Raconter n’est pas soigner
   Une scène m’a particulièrement mise mal à l’aise, celle de la reconstitution de l’emprisonnement arbitraire d’Abdallah, lors des émeutes du pain de juin 1981. Elle ne passe pas par la médiation de sa propre figurine, puisqu’il se met lui-même à rejouer les positions dans lesquelles il s’est trouvé. Il semble entrer dans une sorte de transe - mais la caméra n’est pas une instance guérisseuse. Abdallah s’expose, sans que l’on sache si cela ne l’a pas plus abimé que restauré. L’emphase théâtrale de la scène donne à la reconstitution un caractère faussé. Il en fait trop, comme si ce qu’il avait vécu ne lui appartenait pas vraiment. Ce qui est peut-être (si l’on se souvient d’Imre Kertesz) le propre de l’expérience traumatique - mais la réalisatrice ne semble pas prendre la mesure de ce qu’elle met en jeu.
   Elle nous montre la seule photographie d’archives qui garde mémoire du massacre, sans parvenir à rien lui faire dire. On pense à l’inverse à ce qu’a fait la portugaise Susana de Sousa Dias dans 48 à partir d’images anthropométriques de prisonnier.es torturé.es sous le régime de Salazar.

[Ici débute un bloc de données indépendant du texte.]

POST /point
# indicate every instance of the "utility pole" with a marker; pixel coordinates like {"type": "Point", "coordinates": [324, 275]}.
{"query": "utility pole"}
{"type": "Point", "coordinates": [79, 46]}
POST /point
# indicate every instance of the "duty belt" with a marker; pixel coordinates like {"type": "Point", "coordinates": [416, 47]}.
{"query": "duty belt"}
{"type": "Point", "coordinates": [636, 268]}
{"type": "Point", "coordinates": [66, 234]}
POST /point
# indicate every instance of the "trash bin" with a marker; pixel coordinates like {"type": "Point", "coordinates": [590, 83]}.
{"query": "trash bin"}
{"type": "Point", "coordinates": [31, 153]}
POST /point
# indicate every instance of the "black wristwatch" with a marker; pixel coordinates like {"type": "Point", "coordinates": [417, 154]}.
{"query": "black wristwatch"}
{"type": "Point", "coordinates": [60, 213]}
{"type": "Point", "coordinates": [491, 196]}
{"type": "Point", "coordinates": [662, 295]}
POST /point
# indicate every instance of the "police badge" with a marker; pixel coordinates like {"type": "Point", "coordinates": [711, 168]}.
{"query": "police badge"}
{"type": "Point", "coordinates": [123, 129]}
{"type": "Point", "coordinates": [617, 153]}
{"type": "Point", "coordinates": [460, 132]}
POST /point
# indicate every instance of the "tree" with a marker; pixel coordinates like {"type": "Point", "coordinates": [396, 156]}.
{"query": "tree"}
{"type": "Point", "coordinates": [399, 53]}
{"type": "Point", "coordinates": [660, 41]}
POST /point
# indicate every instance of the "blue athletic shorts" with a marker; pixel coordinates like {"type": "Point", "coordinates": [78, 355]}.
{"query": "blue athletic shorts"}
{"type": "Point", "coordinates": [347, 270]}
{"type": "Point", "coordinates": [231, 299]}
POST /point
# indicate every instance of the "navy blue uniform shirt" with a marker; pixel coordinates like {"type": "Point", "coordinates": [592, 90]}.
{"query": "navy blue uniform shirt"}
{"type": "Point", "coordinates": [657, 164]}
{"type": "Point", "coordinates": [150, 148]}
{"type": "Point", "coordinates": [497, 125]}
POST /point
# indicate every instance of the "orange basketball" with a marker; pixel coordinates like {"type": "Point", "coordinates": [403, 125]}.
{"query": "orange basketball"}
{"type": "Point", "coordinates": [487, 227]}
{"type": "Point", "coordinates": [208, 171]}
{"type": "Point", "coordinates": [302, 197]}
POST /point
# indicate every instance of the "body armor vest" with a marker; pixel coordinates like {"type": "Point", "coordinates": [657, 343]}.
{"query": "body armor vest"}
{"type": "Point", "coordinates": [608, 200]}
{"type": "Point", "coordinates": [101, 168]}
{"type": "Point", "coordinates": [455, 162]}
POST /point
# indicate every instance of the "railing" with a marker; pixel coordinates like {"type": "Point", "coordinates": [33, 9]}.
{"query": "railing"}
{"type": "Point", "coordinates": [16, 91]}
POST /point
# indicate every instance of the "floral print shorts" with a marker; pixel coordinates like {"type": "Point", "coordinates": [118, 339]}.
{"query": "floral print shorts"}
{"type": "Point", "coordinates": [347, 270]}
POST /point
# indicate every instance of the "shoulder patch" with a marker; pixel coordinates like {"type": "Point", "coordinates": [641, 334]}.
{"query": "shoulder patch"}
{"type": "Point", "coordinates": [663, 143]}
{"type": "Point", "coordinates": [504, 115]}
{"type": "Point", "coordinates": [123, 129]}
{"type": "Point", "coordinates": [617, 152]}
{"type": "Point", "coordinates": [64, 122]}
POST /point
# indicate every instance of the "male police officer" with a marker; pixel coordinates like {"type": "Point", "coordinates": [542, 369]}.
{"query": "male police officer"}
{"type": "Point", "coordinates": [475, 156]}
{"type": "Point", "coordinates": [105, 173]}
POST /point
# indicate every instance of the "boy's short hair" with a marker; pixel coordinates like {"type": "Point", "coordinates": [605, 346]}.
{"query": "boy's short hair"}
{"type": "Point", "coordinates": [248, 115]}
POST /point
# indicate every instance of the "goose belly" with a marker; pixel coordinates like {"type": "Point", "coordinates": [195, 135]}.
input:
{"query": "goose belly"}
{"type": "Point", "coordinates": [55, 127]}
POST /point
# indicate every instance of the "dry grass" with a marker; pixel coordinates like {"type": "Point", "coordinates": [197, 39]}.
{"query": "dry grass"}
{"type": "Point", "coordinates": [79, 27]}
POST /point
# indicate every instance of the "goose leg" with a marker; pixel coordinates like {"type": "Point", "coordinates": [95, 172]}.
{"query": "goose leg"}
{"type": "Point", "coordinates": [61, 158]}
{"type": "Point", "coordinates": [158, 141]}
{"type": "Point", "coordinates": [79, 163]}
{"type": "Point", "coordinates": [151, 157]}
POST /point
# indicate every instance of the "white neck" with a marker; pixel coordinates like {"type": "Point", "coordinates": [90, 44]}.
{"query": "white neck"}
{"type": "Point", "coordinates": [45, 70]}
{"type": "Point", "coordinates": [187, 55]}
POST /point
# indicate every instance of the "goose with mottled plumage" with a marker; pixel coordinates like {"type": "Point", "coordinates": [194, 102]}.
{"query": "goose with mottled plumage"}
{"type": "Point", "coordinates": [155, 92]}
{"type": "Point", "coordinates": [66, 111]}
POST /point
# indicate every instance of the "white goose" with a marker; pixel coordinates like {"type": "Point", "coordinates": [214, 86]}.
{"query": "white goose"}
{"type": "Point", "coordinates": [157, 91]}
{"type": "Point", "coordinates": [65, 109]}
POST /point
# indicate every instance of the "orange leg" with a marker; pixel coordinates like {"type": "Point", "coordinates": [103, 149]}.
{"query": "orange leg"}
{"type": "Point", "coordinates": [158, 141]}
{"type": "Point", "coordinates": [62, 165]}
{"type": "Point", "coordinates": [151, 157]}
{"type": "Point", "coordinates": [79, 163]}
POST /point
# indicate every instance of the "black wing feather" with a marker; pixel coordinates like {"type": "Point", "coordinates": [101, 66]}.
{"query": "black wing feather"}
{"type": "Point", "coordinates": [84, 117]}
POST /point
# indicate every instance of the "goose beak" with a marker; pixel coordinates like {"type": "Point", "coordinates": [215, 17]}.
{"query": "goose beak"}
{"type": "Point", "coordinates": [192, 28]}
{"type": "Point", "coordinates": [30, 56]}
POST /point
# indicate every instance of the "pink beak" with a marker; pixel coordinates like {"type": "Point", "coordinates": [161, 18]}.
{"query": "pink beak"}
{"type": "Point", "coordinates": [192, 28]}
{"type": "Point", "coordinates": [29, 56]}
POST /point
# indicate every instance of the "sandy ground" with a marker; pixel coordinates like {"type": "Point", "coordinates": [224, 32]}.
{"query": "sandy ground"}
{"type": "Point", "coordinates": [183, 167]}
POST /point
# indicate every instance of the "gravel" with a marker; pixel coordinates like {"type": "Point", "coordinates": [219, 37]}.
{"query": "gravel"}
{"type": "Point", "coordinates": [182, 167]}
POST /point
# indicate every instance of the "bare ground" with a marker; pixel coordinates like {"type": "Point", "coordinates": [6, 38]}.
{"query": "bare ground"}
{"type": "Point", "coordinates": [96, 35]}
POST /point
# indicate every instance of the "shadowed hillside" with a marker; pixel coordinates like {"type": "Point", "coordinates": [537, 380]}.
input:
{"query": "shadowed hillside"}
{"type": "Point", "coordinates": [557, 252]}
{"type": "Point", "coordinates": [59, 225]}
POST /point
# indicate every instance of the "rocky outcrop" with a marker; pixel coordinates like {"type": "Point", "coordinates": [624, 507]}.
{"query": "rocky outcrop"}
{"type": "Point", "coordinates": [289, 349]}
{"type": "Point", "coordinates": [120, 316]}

Mère des mensonges / mère de vérité
   La première scène est presque un piège, une caméra cachée : il va s’agir de démontrer que la grand-mère est une fausse sourde. Le mensonge, c’est elle, la méchante, c’est elle, la vieille sorcière, le dictateur (dont elle idolâtre le portrait), c’est elle.
   Pourtant, ce qui semble échapper à la réalisatrice, ou ce qui peut-être la dérange, c’est que la vieille femme est la seule à dénoncer la fausseté du dispositif de représentation mis en place - sans cesse exhibé, mais jamais questionné.
   Lorsque la vieille femme, à laquelle on ne fait pas crédit d’avoir accepté de poser, détruit un portrait caricatural qui a été fait d’elle, on retient le bris du verre, sa violence, l’impact du geste sur les visages des autres membres de la famille. Mais il faut reconnaître que le portrait est à charge, et que l’artiste avait été prévenu en amont qu’il aurait à faire à une personne autoritaire. Aucune chance n’est laissée à cette vieille femme d’émerger pour ce qu’elle est. Elle est réduite à ce qu’elle est pour la réalisatrice, qui finalement se lance dans la confirmation de sa vérité plutôt que dans une quête véritable.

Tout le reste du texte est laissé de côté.